(CNN) -- A federal grand jury in New York on Thursday indicted a suspect in the Times Square bombing attempt on 10 counts, some of which carry a mandatory life sentence.
Faisal Shahzad, 30, faces charges of conspiracy and attempt to use a weapon of mass destruction, conspiracy and attempt to commit international terrorism and other counts, according to a Department of Justice statement.
Six of the charges carry a maximum life sentence if convicted, including two that bring a mandatory life sentence, the Justice Department said.
Shahzad, a Pakistani-American, is accused of attempting to set off the botched vehicle bomb in Times Square on May 1. He was arrested two days later while trying to leave the country on a flight from New York's John F. Kennedy International Airport.
Shahzad is expected to be arraigned on Monday, according to the Justice Department statement.
Senior counterterrorism officials said Shahzad also pondered attacks on Rockefeller Center, Grand Central Terminal and the World Financial Center in New York City, as well as Connecticut helicopter manufacturer Sikorsky. He cased some of the targets, the officials said.
Shahzad's arrest heightened concerns about the Pakistani Taliban, which authorities believe directed the Times Square plot. U.S. intelligence officials fear that the Taliban are actively plotting to strike within the United States and are targeting American interests overseas.

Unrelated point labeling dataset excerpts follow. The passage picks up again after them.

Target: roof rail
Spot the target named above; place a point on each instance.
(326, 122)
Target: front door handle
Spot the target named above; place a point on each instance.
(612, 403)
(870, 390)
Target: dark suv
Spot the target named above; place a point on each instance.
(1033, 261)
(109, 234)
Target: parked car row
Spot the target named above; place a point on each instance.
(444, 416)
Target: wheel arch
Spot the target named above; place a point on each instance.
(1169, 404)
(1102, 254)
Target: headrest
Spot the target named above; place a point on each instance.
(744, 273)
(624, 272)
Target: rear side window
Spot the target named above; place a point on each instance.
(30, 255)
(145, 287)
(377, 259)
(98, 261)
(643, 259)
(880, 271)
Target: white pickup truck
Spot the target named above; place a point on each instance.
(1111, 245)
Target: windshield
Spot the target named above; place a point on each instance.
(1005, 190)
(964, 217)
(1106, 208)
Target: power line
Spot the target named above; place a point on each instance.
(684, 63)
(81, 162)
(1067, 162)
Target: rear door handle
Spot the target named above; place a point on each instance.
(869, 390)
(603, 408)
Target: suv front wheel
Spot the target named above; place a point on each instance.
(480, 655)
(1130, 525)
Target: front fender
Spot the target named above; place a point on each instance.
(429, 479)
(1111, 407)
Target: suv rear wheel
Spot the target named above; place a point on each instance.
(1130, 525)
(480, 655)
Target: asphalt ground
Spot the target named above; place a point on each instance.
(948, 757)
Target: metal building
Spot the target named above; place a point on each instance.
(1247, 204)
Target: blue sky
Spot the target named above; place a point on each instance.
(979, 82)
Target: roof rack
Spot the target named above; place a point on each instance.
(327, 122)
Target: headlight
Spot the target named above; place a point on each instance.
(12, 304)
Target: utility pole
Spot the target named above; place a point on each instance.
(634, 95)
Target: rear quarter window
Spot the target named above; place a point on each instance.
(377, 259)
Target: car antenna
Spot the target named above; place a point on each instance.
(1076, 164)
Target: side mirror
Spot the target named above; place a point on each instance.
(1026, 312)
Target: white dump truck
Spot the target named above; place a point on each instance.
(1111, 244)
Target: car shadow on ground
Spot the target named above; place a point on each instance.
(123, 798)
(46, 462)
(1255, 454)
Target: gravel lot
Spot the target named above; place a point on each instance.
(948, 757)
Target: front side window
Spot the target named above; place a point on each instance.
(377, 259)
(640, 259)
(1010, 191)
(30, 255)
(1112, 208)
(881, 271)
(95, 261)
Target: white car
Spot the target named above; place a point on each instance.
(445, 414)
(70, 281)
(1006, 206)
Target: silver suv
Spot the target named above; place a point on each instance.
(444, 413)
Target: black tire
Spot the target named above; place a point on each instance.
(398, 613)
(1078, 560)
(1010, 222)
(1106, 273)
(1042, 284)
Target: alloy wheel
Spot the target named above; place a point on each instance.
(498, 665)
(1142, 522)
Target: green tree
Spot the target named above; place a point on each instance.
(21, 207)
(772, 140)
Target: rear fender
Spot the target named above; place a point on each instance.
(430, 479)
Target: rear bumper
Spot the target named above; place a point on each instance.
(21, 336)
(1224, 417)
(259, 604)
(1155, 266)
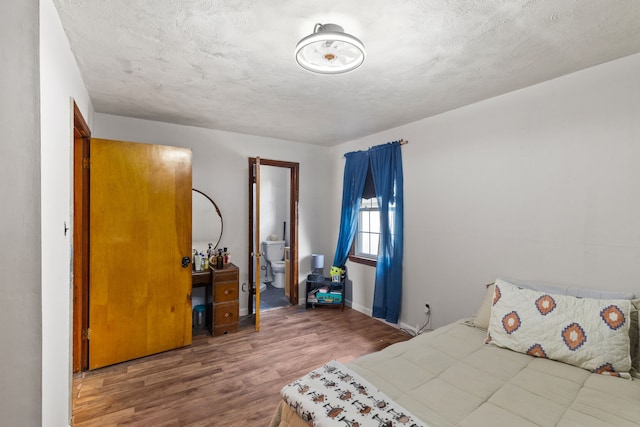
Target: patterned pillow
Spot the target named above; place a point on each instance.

"The facts alleged in this indictment show that the Pakistani Taliban facilitated Faisal Shahzad's attempted attack on American soil," Attorney General Eric Holder said in the Justice Department statement.
Shahzad received explosives training and money from people believed to be associated with Tehrik-e-Taliban, a militant extremist group in Pakistan, according to the indictment and a previous criminal complaint.
The documents allege that Shahzad bought a semi-automatic rifle, a Nissan Pathfinder and components to make an explosive device, then drove the vehicle loaded with the bomb to Time Square on May 1.
"After parking the Pathfinder, Shahzad attempted to begin the detonation process of the improvised explosive and incendiary devices," the Justice Department statement said.
After his May 3 arrest as he attempted to fly to Dubai, "Shahzad admitted that he had recently received bomb-making training in Pakistan," the Justice Department statement said.
"He also admitted that he had brought the Pathfinder to Times Square and attempted to detonate it," according to the Justice Department.